Specifically, HHS must review all brand-name drug prices at least annually and upon petition. If any such drugs are found to be excessively priced, HHS must (1) void any government-granted exclusivity; (2) issue open, nonexclusive licenses for the drugs; and (3) expedite the review of corresponding applications for generic drugs and biosimilar biological products. HHS must also create a public database with its determinations for each drug.

An entity accepting an open, nonexclusive license under these provisions must pay a reasonable royalty to the holder of the relevant patent or approved new drug application, and must price the generic drug or biosimilar below the excessive rate.

Under the bill, a price is considered excessive if the domestic average manufacturing price exceeds the median price for the drug in Canada, the United Kingdom, Germany, France, and Japan.
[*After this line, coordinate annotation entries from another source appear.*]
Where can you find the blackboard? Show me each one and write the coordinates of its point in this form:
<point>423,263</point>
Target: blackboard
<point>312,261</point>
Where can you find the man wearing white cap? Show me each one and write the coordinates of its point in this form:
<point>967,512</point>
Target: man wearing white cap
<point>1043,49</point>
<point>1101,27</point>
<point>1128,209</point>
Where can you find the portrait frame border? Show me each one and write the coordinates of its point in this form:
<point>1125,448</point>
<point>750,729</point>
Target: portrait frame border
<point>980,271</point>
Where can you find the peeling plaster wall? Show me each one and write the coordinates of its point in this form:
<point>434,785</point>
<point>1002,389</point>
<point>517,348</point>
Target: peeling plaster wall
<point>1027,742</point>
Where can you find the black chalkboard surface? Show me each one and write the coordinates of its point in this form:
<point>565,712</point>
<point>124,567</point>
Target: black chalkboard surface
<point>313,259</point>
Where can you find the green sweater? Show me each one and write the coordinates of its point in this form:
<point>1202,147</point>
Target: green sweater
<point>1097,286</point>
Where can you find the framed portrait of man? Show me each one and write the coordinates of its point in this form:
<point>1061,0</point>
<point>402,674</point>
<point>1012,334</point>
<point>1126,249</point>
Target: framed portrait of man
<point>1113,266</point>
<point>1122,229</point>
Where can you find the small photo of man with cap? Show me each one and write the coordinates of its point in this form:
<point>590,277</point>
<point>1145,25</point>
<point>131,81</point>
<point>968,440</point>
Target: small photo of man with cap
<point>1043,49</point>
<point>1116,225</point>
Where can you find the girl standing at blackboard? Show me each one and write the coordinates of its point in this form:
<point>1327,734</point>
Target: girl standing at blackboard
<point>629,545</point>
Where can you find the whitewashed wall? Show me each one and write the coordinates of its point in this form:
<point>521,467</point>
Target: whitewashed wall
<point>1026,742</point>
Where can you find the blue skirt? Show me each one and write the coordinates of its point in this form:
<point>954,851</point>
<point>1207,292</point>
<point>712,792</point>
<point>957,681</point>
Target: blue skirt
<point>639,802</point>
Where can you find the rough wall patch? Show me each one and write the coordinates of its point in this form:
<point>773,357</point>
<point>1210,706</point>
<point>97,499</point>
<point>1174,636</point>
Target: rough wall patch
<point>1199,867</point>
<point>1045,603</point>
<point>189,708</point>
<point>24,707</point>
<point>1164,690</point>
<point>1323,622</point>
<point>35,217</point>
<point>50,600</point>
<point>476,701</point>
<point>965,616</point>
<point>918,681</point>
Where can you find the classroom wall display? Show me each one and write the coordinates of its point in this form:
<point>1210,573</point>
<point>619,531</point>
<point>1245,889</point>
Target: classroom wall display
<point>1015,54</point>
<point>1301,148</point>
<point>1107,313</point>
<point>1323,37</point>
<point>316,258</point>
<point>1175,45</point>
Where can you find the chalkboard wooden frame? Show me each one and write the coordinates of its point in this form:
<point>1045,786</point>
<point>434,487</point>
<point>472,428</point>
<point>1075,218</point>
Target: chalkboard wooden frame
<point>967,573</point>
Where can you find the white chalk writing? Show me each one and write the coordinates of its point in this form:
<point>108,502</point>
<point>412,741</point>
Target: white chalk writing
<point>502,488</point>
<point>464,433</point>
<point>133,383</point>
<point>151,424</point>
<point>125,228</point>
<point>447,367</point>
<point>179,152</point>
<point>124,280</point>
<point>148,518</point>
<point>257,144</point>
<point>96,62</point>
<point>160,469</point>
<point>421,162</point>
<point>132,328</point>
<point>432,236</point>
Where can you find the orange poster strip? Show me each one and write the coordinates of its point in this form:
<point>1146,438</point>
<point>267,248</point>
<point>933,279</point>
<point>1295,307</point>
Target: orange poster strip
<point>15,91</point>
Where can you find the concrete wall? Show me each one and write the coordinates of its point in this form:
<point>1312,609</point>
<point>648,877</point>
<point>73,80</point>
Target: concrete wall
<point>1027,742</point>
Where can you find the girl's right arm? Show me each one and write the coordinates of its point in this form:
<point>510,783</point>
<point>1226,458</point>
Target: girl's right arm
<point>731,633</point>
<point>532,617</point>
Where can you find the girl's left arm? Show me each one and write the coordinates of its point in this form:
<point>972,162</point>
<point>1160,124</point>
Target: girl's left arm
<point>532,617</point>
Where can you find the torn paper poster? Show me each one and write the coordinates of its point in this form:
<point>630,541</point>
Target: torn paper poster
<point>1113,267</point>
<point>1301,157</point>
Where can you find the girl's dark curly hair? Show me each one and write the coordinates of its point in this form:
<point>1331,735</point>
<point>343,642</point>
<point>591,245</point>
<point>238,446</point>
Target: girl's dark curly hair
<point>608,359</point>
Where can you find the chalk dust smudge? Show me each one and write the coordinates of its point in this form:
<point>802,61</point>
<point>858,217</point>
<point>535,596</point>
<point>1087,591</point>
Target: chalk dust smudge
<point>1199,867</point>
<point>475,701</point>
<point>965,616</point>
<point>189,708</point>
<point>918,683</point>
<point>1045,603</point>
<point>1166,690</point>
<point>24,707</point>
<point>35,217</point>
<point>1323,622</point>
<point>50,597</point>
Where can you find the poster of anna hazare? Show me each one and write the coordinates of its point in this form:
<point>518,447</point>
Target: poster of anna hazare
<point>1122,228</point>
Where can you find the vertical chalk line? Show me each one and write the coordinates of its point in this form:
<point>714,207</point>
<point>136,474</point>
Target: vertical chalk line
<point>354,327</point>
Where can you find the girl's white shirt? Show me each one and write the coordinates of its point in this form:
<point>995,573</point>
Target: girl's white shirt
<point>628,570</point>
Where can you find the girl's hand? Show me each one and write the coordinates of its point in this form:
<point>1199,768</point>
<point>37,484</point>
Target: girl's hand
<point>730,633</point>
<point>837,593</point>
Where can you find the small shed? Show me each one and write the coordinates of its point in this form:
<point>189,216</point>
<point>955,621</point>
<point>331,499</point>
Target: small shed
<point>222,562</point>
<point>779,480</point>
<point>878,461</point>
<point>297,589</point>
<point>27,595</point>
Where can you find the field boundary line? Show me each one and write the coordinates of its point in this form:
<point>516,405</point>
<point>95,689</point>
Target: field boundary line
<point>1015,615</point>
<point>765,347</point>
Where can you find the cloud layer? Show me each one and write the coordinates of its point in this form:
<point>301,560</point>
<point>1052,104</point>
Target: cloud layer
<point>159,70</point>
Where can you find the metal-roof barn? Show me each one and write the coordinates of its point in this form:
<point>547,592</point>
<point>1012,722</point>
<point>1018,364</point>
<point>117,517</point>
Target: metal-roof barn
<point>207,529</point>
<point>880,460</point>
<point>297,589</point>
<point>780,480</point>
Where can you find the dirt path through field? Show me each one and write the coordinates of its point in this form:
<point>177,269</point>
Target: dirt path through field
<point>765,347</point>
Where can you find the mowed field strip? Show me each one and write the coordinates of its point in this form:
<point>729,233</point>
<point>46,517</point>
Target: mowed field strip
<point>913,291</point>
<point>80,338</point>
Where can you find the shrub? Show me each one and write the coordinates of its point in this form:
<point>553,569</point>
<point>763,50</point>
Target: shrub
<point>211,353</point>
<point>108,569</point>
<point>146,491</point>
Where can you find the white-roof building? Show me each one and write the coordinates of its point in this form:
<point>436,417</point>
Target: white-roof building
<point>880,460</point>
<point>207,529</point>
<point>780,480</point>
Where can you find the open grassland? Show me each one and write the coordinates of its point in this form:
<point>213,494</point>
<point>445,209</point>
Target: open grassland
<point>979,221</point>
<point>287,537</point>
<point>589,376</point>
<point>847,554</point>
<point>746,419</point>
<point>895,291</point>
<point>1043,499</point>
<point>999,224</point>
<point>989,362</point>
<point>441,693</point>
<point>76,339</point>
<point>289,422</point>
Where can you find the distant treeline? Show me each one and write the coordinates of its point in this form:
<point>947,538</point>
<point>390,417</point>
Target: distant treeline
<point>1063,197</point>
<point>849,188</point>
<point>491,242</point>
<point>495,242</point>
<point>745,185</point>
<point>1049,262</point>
If a price does not meet this criteria, or if pricing information is unavailable in at least three of these countries, the price is still considered excessive if it is higher than reasonable in light of specified factors, including development cost, revenue, and the size of the affected patient population.

The bill also requires drug manufacturers to report specified financial information for brand-name drugs, including research and advertising expenditures.